Judge in SBF Case Recuses Herself Over Husband’s Firm’s Past Work for FTX

The judge assigned to oversee the blockbuster criminal trial of Sam Bankman-Fried recused herself from the case late Friday, citing a potential conflict of interest stemming from the fact that her husband’s law firm previously advised FTX, Bankman-Fried’s now-defunct crypto exchange.

Federal judge Ronnie Abrams of the US District Court for the Southern District of New York formally withdrew from adjudicating the case on Friday afternoon, just one day after Bankman-Fried was released from custody to stay with his parents in their Palo Alto home as he awaits trial on eight criminal charges including wire fraud, conspiracy to commit money laundering, and violations of federal campaign finance laws. 

Abrams’ husband, Greg D. Andres, is a partner at law firm Davis Polk & Wardwell, which advised FTX in 2021, according to Abrams’ order. Though Andres himself did not personally advise FTX, Abrams chose to recuse herself from the case “to avoid any possible conflict, or the appearance of one.”

The order also stated that Davis Polk & Wardwell previously represented parties “that may be adverse to FTX and Defendant Bankman-Fried,” though Andres allegedly did not represent those clients either. 

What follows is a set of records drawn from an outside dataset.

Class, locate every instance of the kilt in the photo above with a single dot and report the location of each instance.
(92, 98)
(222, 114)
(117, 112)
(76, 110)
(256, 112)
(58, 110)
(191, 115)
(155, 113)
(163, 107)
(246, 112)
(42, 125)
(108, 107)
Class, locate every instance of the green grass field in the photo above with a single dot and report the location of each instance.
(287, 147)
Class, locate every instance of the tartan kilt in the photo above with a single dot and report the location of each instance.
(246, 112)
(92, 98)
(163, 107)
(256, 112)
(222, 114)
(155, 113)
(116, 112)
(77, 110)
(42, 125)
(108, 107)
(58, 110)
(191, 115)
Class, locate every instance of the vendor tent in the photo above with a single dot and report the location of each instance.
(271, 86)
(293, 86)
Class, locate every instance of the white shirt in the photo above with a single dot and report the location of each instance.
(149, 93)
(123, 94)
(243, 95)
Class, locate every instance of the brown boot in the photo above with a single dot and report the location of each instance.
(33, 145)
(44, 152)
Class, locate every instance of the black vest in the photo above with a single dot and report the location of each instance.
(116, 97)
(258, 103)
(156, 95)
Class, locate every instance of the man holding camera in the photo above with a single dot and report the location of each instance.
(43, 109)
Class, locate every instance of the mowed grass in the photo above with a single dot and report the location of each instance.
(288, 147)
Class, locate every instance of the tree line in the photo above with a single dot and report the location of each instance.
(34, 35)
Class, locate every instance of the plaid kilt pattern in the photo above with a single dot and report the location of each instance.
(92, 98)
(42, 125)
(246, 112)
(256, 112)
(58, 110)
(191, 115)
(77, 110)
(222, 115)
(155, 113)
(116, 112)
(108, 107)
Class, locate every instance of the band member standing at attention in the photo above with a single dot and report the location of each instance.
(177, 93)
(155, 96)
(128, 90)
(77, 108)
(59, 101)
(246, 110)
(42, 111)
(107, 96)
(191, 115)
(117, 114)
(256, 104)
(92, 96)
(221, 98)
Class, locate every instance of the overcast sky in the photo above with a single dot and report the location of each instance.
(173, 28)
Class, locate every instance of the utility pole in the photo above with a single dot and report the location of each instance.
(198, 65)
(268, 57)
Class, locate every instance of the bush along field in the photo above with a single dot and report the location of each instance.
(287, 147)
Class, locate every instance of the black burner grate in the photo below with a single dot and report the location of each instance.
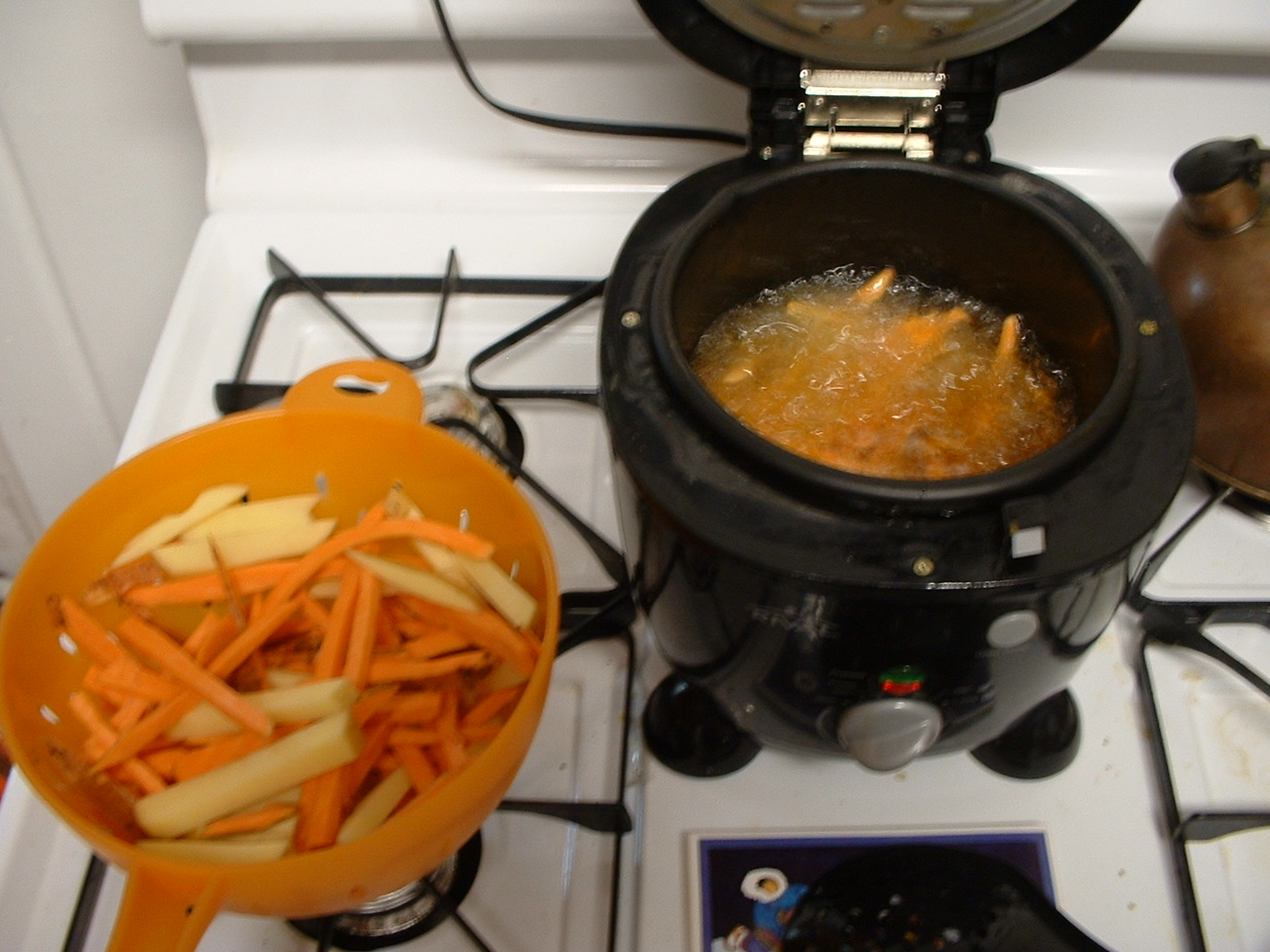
(584, 617)
(1183, 625)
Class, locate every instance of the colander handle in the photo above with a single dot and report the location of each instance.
(377, 388)
(166, 909)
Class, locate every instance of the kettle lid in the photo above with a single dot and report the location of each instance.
(1032, 39)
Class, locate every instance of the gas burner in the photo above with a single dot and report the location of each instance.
(403, 914)
(481, 422)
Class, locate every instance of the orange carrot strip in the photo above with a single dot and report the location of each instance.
(206, 629)
(93, 720)
(417, 707)
(221, 630)
(414, 737)
(209, 587)
(361, 636)
(321, 810)
(333, 651)
(141, 774)
(395, 667)
(375, 701)
(318, 616)
(436, 644)
(451, 751)
(87, 633)
(484, 629)
(489, 706)
(417, 765)
(153, 725)
(160, 649)
(130, 678)
(248, 821)
(131, 711)
(353, 774)
(425, 530)
(164, 761)
(132, 742)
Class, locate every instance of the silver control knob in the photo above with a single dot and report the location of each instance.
(888, 733)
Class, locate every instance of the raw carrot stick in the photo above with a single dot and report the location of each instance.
(414, 737)
(209, 587)
(417, 707)
(489, 706)
(87, 714)
(207, 757)
(417, 765)
(153, 725)
(484, 629)
(130, 679)
(361, 636)
(329, 660)
(141, 774)
(320, 811)
(102, 735)
(313, 610)
(160, 649)
(128, 714)
(435, 644)
(427, 530)
(353, 774)
(248, 821)
(376, 701)
(134, 740)
(87, 633)
(164, 761)
(211, 638)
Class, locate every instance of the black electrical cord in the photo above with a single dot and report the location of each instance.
(570, 123)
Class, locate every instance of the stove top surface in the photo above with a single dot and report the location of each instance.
(1098, 820)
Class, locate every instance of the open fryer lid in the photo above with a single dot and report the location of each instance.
(1026, 40)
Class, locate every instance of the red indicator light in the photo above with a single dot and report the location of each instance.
(902, 680)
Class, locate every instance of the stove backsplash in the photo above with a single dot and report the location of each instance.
(300, 103)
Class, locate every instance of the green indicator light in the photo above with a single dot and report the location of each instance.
(902, 679)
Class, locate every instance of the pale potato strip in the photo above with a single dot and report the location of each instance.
(376, 806)
(169, 527)
(417, 581)
(303, 702)
(193, 556)
(182, 807)
(217, 851)
(257, 516)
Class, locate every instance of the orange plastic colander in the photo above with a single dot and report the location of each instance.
(353, 445)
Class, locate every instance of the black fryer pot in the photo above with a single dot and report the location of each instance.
(821, 611)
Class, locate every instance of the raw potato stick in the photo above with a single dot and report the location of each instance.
(376, 806)
(183, 807)
(303, 702)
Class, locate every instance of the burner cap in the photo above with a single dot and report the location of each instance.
(404, 914)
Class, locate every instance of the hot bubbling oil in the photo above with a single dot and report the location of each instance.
(884, 376)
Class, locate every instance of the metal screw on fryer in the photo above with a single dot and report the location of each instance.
(924, 566)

A new judge from the Southern District of New York will now have to be selected to oversee Bankman-Fried’s trial. A timeline has not yet been established as to when that selection will be made. 

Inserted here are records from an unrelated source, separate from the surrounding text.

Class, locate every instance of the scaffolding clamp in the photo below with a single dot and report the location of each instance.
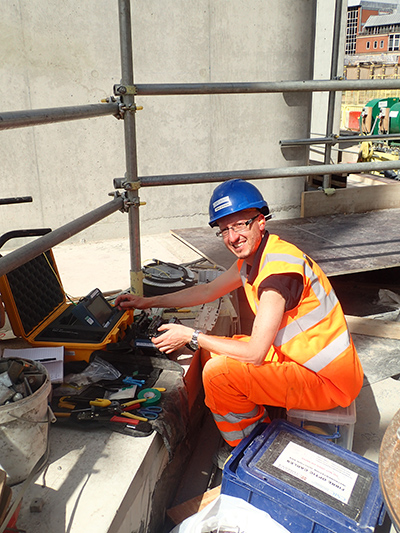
(122, 90)
(124, 183)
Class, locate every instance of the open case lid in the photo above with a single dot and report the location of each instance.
(31, 293)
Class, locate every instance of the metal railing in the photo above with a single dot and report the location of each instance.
(122, 105)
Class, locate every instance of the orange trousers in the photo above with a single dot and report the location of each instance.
(237, 392)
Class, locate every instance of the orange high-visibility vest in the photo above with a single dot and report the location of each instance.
(315, 333)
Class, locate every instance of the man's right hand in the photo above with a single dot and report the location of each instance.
(127, 301)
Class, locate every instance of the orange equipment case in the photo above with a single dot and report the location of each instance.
(38, 311)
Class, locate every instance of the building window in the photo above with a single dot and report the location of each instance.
(394, 42)
(351, 33)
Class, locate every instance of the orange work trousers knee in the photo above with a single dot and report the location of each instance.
(237, 392)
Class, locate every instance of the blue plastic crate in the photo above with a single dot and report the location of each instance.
(305, 483)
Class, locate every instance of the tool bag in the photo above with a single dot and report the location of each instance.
(38, 311)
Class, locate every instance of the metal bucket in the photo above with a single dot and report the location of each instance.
(24, 427)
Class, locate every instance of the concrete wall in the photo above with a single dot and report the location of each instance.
(55, 54)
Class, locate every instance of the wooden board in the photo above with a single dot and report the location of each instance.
(340, 244)
(350, 200)
(184, 510)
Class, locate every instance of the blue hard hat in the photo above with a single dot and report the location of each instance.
(233, 196)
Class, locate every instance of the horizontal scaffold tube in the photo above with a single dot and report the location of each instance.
(36, 117)
(268, 173)
(31, 250)
(163, 89)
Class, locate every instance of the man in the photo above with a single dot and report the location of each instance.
(300, 353)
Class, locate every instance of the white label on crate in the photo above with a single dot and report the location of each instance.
(316, 470)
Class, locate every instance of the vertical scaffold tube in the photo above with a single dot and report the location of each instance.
(130, 145)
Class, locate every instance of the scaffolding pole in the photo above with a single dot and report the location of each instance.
(36, 117)
(31, 250)
(267, 173)
(174, 89)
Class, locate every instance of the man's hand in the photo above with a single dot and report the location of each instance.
(128, 301)
(172, 337)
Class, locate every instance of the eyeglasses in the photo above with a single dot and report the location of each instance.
(239, 227)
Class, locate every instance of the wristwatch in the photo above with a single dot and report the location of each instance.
(194, 343)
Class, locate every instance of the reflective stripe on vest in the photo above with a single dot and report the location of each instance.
(231, 436)
(327, 303)
(234, 418)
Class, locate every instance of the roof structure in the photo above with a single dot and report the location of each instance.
(367, 4)
(382, 20)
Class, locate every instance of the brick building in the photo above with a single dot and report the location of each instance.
(372, 27)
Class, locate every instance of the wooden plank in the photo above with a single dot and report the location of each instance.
(374, 327)
(350, 200)
(184, 510)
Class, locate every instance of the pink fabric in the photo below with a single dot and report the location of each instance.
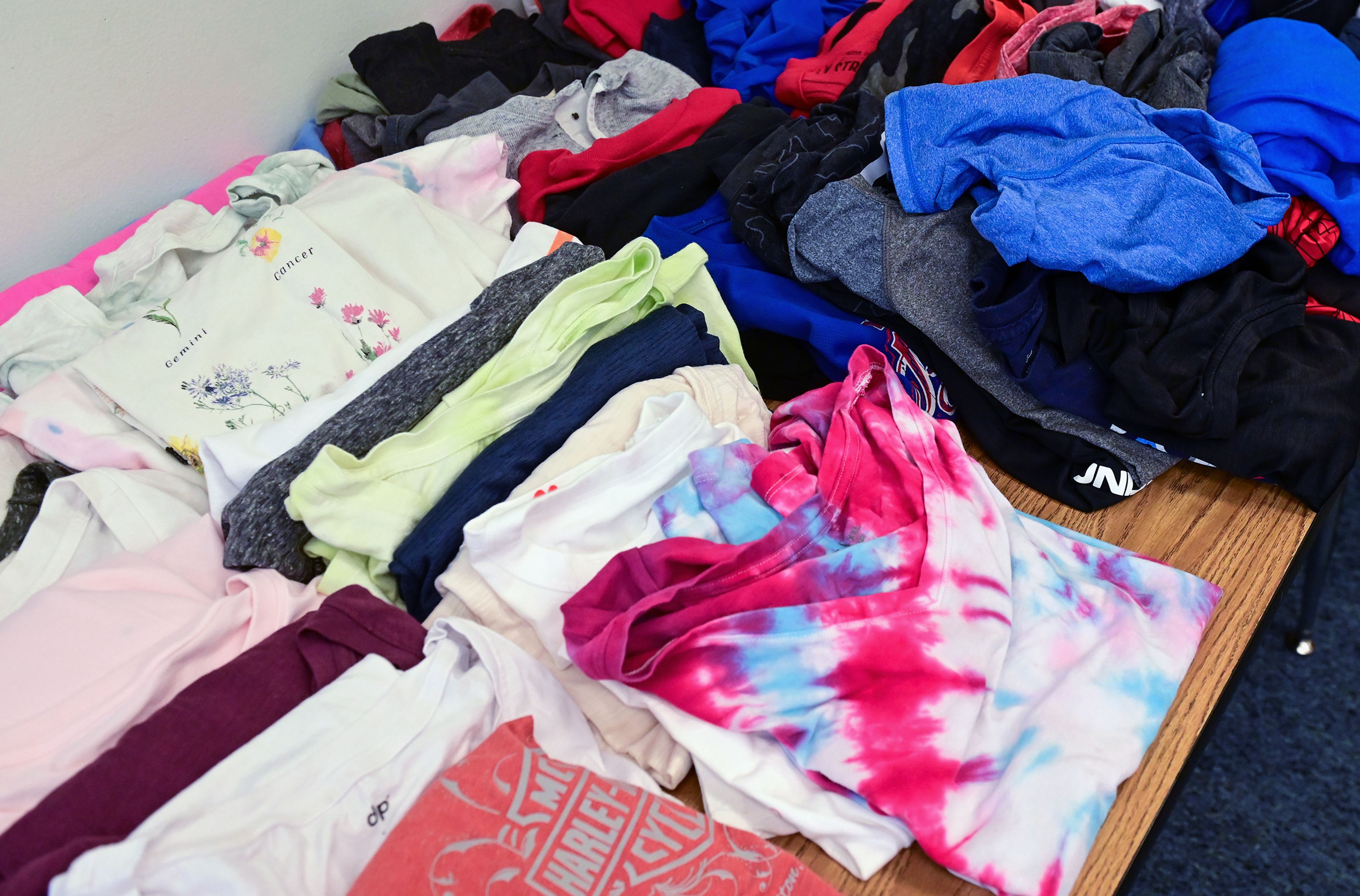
(1116, 24)
(101, 651)
(984, 676)
(79, 271)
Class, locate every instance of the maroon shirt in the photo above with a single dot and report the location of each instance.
(198, 729)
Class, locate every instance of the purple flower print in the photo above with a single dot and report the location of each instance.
(232, 389)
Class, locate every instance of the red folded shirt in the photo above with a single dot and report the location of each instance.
(678, 126)
(332, 138)
(1309, 229)
(476, 18)
(617, 28)
(821, 79)
(978, 62)
(512, 820)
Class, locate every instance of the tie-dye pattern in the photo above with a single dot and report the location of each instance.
(905, 633)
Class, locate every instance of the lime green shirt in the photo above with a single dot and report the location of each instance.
(359, 510)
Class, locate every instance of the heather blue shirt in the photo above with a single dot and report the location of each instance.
(1297, 90)
(1075, 177)
(653, 347)
(762, 300)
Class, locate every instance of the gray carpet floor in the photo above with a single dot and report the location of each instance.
(1274, 805)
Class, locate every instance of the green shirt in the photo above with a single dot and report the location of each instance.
(359, 510)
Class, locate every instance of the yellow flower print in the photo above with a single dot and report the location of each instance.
(188, 449)
(264, 244)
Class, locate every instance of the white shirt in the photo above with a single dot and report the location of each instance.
(232, 459)
(305, 805)
(313, 293)
(93, 516)
(539, 549)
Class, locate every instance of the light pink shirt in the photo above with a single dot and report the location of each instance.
(97, 653)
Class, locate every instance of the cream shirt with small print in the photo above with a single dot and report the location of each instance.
(312, 294)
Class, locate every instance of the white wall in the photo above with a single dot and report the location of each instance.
(113, 108)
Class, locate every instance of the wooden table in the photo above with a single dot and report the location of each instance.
(1238, 533)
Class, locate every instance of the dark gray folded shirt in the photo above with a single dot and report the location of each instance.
(260, 532)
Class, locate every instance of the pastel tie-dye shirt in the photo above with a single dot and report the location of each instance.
(867, 597)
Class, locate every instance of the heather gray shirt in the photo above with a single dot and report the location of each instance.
(615, 97)
(259, 531)
(920, 266)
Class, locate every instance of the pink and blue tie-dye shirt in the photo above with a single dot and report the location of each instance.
(867, 597)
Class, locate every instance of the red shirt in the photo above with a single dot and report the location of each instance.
(617, 28)
(678, 126)
(978, 62)
(821, 79)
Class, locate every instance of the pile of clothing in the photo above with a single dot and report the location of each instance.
(408, 505)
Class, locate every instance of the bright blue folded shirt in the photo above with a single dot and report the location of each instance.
(753, 40)
(764, 300)
(1075, 177)
(1297, 90)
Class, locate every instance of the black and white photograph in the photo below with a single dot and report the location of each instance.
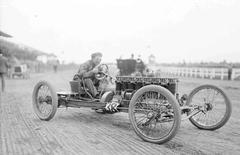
(119, 77)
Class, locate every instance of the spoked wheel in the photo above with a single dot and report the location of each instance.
(213, 105)
(45, 100)
(154, 114)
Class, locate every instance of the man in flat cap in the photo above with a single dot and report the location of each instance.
(88, 70)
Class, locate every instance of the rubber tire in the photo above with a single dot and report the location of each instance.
(173, 101)
(228, 108)
(54, 100)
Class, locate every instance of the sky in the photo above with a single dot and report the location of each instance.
(172, 30)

Judges in such circumstances are typically randomly assigned to cases, and only excluded from consideration if there exists a potential conflict of interest. 

It’s unclear why Abrams waited until now to recuse herself, given that her husband’s firm’s connection to FTX was likely not new information. Often, judges mulling whether to recuse themselves from cases discuss such matters with their district’s chief judge, an ethics committee, and research precedent before making a determination. 

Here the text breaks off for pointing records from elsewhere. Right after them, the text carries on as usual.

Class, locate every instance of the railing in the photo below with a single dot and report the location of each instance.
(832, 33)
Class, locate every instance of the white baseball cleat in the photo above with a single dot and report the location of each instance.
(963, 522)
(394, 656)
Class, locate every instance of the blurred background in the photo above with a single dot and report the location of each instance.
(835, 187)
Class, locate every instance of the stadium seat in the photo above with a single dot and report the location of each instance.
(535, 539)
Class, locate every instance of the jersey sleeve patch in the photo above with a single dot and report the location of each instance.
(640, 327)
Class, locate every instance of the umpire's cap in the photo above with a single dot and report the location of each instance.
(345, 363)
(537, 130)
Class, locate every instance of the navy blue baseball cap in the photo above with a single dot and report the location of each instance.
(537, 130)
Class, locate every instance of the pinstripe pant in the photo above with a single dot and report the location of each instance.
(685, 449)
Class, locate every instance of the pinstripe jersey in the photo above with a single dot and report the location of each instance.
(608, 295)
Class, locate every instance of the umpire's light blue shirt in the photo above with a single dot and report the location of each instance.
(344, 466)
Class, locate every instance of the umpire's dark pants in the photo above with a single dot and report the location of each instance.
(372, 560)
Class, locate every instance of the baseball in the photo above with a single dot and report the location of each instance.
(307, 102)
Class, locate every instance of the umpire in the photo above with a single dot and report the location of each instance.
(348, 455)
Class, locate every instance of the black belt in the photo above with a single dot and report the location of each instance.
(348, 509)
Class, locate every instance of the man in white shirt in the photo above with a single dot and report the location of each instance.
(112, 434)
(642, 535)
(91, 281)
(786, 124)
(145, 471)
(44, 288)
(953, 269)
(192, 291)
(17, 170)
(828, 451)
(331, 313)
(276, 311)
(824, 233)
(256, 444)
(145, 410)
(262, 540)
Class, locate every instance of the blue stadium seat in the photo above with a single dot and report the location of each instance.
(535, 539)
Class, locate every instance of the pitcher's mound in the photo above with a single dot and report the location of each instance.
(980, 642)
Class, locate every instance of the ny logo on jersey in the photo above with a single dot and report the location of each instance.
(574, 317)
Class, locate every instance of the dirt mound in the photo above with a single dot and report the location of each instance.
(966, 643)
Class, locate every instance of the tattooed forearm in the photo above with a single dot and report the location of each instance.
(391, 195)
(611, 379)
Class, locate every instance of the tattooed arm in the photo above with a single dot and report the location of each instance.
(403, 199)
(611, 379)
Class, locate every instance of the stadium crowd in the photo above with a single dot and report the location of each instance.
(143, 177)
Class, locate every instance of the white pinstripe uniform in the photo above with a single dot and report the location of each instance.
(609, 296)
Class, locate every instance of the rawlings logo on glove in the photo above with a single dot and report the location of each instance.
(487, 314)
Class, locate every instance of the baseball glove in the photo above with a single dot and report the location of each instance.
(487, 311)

In court on Thursday, another judge, Gabriel Gorenstein, approved a deal for Bankman-Fried to be released from prison on a record-setting $250 million appearance bond. Bankman-Fried did not actually have to pay a dime to secure his release: that money is only owed to the court (by the fallen crypto mogul, his parents, and another yet-be-named signatory) if Bankman-Fried fails to show up for any future court date. 

In the meantime, the once-billionaire, who spent less than a week in jail in The Bahamas after his arrest there last week before being extradited to the U.S. on Wednesday, has arrived home just in time for Christmas. He boarded a flight Thursday evening to California and was spotted using his laptop in the American Airlines business class lounge. 

Judge Abrams’ recusal on Friday, while perhaps not extraordinary in itself, underscores the intricate interconnectedness of the upper echelons of America’s political, academic, and business elite, a theme well-trodden in the case of Bankman-Fried. 

Bankman-Fried’s parents are both Stanford Law professors; Caroline Ellison, the ex-head of FTX’s sister trading firm Alameda Research, is the daughter of two MIT professors, one of whom was the supervisor there of then-MIT professor Gary Gensler, now the chairman of the SEC. 

On Thursday, the SEC—which charged Bankman-Fried with defrauding investors earlier this month—revealed that Ellison and FTX co-founder Gary Wang are fully cooperating with the agency’s investigation into FTX, and pleaded guilty to a suite of charges.